Before Covid-19, CAU had a well-developed outreach policy. Must Farm drew a huge following on Twitter and Facebook. As to the North-West Cambridge sites, Christopher remembers throwing Roman street parties. Roman reenactors would camp out in the woods behind the Unit offices. “We arranged to have two catapults and competitions shooting basketballs down the Roman road,” Christopher recalls. “But we couldn’t in ten centimetres of snow!” Joint projects with the RSPB in the Fenland – digging up ancient lake beds, identifying extinct bird species – played to CAU’s audience strengths.
During the pandemic
Despite covid, the digs have gone on. The office side of things has shifted, like many people’s, to working from home, with all the problems it brings in times of school lockdown.
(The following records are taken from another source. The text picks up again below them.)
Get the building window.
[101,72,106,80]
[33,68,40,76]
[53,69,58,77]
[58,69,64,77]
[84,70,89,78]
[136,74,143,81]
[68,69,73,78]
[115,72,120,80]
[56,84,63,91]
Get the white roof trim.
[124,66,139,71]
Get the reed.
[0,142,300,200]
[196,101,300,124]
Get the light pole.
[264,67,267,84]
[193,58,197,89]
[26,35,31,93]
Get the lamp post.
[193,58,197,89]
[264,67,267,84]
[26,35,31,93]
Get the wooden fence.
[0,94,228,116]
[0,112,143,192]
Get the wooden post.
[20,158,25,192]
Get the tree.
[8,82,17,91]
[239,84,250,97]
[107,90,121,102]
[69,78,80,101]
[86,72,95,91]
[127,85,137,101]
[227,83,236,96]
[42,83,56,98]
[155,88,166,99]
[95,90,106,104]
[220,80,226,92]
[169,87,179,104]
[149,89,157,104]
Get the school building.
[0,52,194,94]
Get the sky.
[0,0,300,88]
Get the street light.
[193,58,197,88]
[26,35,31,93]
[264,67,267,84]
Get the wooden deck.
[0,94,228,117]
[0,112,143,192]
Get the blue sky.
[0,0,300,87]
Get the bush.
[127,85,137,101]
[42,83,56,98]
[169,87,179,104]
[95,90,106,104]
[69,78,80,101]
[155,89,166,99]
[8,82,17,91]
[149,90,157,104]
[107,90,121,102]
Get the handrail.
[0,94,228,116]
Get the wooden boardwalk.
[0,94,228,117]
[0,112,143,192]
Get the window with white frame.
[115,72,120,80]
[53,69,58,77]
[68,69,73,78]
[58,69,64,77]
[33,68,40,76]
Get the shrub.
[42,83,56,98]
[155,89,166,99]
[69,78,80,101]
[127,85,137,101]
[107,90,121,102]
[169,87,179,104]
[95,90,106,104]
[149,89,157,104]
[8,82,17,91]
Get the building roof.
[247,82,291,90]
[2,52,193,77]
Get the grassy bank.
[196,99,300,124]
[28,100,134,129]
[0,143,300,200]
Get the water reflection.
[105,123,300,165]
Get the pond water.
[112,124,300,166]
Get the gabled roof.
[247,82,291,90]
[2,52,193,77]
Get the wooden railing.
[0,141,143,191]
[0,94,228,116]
A large part of an archaeologist’s work is the publication of research reports – a business that’s turned out surprisingly complex to do remotely. CAU has built a big scaffold marquee in their grounds and uses it for meetings when the weather allows. This has enabled them to maintain safe social distancing. The small teams – graphics section, survey section, finds specialists – can meet and discuss face to face. As Christopher explains, “human interaction is so important!”
The pandemic has slowed down the physical outreach to the sites, but Christopher is surprisingly optimistic about its effects overall. “The archaeological societies are their own vibrant communities,” he says. He’s been very impressed by the growth of what he calls ‘citizen science’ in projects like a review of Roman plant remains in Cambridgeshire.
“There are vast resources of knowledge and intelligence and experience in the retired community,” Christopher points out. “It brings a lot of solid information. And the range of people you come into contact with – it’s inspiring!”
He’s also been glad to see the successful adaptation to new ways of communicating with the public.
“The archaeological societies are their own vibrant communities. That sense of different ways of belonging and of identity are reinforced in the pandemic.”
CAU had long been skilled at the tensions between playing to audience strengths and satisfying the research expectations of the University. The research is often based on archaeological periods – Neolithic, or Roman, or Bronze Age – but most members of the public don’t really have a special period. People identify with landscape – the sense of historic land use, prehistoric long-term land use, the long-term inhabitation of a landscape.
Digging and Brexit
The work of digging – less directly affected than outreach by the pandemic itself – has gone on. But other factors besides Covid-19 are wreaking their own harm. Christopher describes one topic that came up recently in the regular meetings he has with other archaeological agencies.
“We were discussing this week how Brexit is beginning to hit archaeology very badly. At any one time over the last few years, probably a quarter to a third of the people working in field archaeology were from the continent.”
Before Brexit, volunteers from the EU could stay for up to three months in a process that was free of any red tape. Now, anyone coming from abroad needs to apply for a visa, and to support it with proof of a registered sponsor’s job offer with a salary starting at £20,400. The resulting increase in bureaucracy can be imagined.
Christopher goes on: “With the scale of current infrastructure building-works, and the impact of Brexit, there are simply not enough professional archaeologists in England.”
The challenge of getting enough archaeologists together is further exacerbated by developments like the closure of the Archaeology Departments at other universities such as Sheffield and Worcester. A Historic England report points to planned commercial projects, suggesting the archaeology workforce needs to increase by up to 64 percent by 2033.
“Sheffield has been a leading department of archaeology and one of international stature. It produced many well-rounded (and thoughtful) field archaeologists.”
The pandemic provisions are still in place in August 2021. Archaeologists are still meeting in the big marquee, but Christopher is cautiously optimistic.
Places covered by CAU’s investigations include the homes built before 1841 by the Manea Fen utopian commune, and the remains of the test track for the 1970s hovertrain at Earith. Both of these, in their time, were seen as the way of the future. They turned themselves to past very abruptly.
Christopher spoke also of “the healing qualities of encounters with the past”. Perhaps research into those abrupt over-turnings of the future is good for a philosophical view of things. Most of us can manage some awareness that “this too shall pass”. A hard, steady, practised look at what brought old futures down is one way to keep our fears in perspective – and maybe even to manage them when they turn real.
Interview conducted on Zoom and edited for clarity. Aidan Baker retired in 2020 from Cambridge University’s Haddon Library of Archaeology and Anthropology.